Mais le processus de DDR, pierre angulaire de toute paix durable, s’est enlisé dans des lenteurs bureaucratiques calculées et un manque criant de financements. Des milliers de jeunes combattants se retrouvent aujourd’hui abandonnés dans un vide juridique et social inquiétant. L’insécurité persiste aux frontières nord et est, tandis que de nouveaux maquis apparaissent. L’instabilité n’a pas disparu ; elle s’est déplacée.
Du maquis à la tribune de la censure
Le volet le plus édifiant de ces quatre années post-Doha se lit dans la métamorphose des anciens chefs rebelles. Le cas du ministre de la Communication, porte-parole du gouvernement, Gassim Chérif Mahamat, illustre cette déchéance idéologique.
Ancien porte-parole du Conseil de commandement militaire pour le salut de la République (CCMSR), l’un des groupes armés les plus intransigeants du désert tchadien, il incarnait autrefois une élite intellectuelle formée à l’étranger, justifiant la lutte armée par la mal-gouvernance et l’injustice. À Doha, il se posait en défenseur inflexible de la cause populaire.
Une fois rentré au pays, propulsé au Conseil national de transition puis hissé à la tête du ministère de la Communication, il a opéré un virage à 180 degrés. Dans ses récentes sorties médiatiques, l’ex-rebelle s’est mué en zélé défenseur du pouvoir, allant jusqu’à affirmer que les Tchadiens n’ont pas le droit de critiquer le gouvernement.
Comment un homme qui justifiait hier l’usage des armes peut-il aujourd’hui trouver intolérable qu’un citoyen s’exprime sur les réseaux sociaux ou dénonce la corruption ?
Des convictions englouties dans la mangeoire
Le parcours de Gassim Chérif est le symbole d’une caste. Dès qu’ils ont obtenu leur « part du gâteau » (portefeuilles ministériels, directions générales, conseilleries à la Présidence) la plupart des cadres politico-militaires sont devenus méconnaissables.
Transformés en notables de la cour du prince héritier, ils rivalisent désormais de zèle pour chanter la gloire du système. Incapables d’émettre la moindre réserve sur la détérioration des libertés publiques, ils cautionnent en silence, voire encouragent, les dérives autoritaires, les arrestations arbitraires et le détournement des deniers publics.
Leur vrai visage démasqué
Le temps aura agi comme un révélateur impitoyable. Pour une large frange de ces chefs rebelles, la prise d’armes n’a jamais été un sacerdoce pour la justice ou la liberté. Elle n’était qu’un fonds de commerce politique, un moyen de négocier une place au sein de l’État.

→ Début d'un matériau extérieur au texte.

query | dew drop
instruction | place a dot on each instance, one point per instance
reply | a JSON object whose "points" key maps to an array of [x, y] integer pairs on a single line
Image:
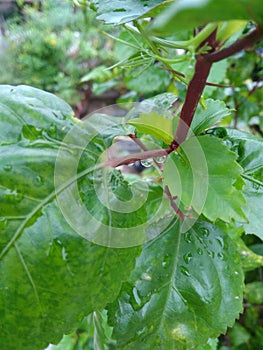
{"points": [[64, 253], [52, 130], [220, 256], [184, 270], [39, 181], [220, 241], [210, 253], [160, 159], [136, 296], [3, 223], [188, 257], [188, 237], [146, 277], [147, 162], [13, 196], [199, 251], [204, 231], [7, 167]]}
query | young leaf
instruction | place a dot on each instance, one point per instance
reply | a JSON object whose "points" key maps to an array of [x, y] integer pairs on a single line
{"points": [[188, 14], [205, 118], [202, 182], [159, 127], [119, 12], [249, 150], [51, 277], [185, 288], [153, 79]]}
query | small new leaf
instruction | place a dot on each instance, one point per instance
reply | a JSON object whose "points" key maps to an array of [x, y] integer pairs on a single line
{"points": [[203, 175], [159, 127]]}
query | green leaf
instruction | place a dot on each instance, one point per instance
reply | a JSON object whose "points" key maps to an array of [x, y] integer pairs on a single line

En devenant les chiens de garde de la mauvaise gouvernance et les chantres de la censure, ces transfuges ont acté leur propre faillite morale. L’Accord de Doha n’a pas apporté la paix juste et la refondation républicaine tant promises ; il a simplement permis au pouvoir en place de s’offrir les services de ses anciens opposants au prix d’un banquet gouvernemental. Pendant que la classe dirigeante s’élargit pour satisfaire l’appétit de ses anciens ennemis, le peuple tchadien reste seul face à la cherté de la vie, au délabrement des services publics et à l’arbitraire d’un système qui n’a changé que de figurants.